Syria: clashes in Aleppo

A convoy of Syrian government forces travels on a road leading to the town of Deir Hafer, Syria, Saturday, January 17, 2026.

Ghaith Alsayed / AP


The SDF said in a statement that according to an agreement, Syrian forces were supposed to enter Deir Hafer and Maskana after Kurdish-led forces ended their withdrawal. “Damascus violated the terms of the agreement and entered the cities before our fighters had completely withdrawn, creating a very dangerous situation with potentially serious repercussions,” the SDF said.

The official SANA news agency reported that FDS fighters “violated the agreement” by targeting a military patrol near Maskana, leaving two people dead and others injured. SANA added that government forces continued to move east, reaching two villages in the northern province of Raqqa.

Over the past two days, more than 11,000 people have fled Deir Hafer and Maskana using secondary roads to reach government-controlled areas, after the government announced an offensive to take the towns.

On Friday evening, after government forces began shelling SDF positions in Deir Hafer, the Kurdish-led fighters’ chief commander, Mazloum Abdi, announced on X that his group would withdraw from contested areas in northern Syria. Abdi said SDF fighters would move east of the Euphrates River starting at 7 a.m. local time on Saturday.

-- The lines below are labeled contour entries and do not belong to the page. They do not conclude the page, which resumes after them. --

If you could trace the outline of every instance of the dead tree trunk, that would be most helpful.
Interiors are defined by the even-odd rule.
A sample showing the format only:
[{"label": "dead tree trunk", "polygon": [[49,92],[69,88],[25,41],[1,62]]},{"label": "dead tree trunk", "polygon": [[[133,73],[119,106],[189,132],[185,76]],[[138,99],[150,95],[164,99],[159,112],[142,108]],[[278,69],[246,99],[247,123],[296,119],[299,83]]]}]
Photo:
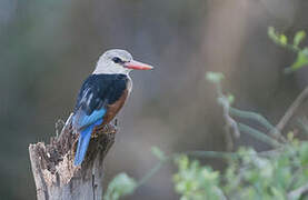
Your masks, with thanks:
[{"label": "dead tree trunk", "polygon": [[81,167],[73,166],[78,134],[72,133],[71,117],[61,134],[50,144],[29,146],[38,200],[101,200],[103,159],[115,142],[116,128],[98,128]]}]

The easing of tensions came after the visit of American military officials to Deir Hafer on Friday and discussions with SDF officials present in the region. The United States maintains good relations with both sides and calls for calm.

Syria: clashes in Aleppo

A convoy of Syrian government forces travels on a road leading to the town of Deir Hafer, Syria, Saturday, January 17, 2026.

Ghaith Alsayed / AP


Abdi was scheduled to meet with US special envoy for Syria Tom Barrack in the northern Iraqi city of Erbil on Saturday.

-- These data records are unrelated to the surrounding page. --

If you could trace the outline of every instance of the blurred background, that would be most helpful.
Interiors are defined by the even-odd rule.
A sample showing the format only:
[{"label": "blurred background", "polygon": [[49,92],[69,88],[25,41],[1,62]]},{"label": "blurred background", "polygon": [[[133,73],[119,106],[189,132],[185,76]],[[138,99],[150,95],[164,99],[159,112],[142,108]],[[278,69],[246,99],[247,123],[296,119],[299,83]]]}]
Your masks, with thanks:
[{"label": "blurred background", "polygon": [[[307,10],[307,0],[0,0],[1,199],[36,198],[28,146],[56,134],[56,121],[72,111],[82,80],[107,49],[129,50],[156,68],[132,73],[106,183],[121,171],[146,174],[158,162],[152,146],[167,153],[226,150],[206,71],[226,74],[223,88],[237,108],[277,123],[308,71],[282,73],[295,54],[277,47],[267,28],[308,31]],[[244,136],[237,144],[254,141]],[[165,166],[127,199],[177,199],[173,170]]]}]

The SDF’s decision to withdraw from Deir Hafer was taken after the Syrian attack. Acting President Ahmed al-Sharaa issued a decree on Friday strengthening the rights of the country’s Kurds, who made up about 10 percent of Syria’s 23 million people before the conflict began in 2011. In recent decades, Syria’s Kurds were marginalized and deprived of their cultural rights under the Ba’ath Party regime that ruled Syria for six decades until The fall of Bashar al-Assad in December 2024.

The Al-Sharaa decree recognized Kurdish as a national language, alongside Arabic, and adopted the Newroz festival, a traditional celebration of spring and renewal marked by the region’s Kurds, as an official holiday.

Kurdish authorities in northeast Syria said Saturday that Kurdish rights should not be protected by “temporary decrees” but by their mention in the country’s constitution. He adds that a decree “does not constitute a real guarantee of the rights of Syrian ethnic groups.”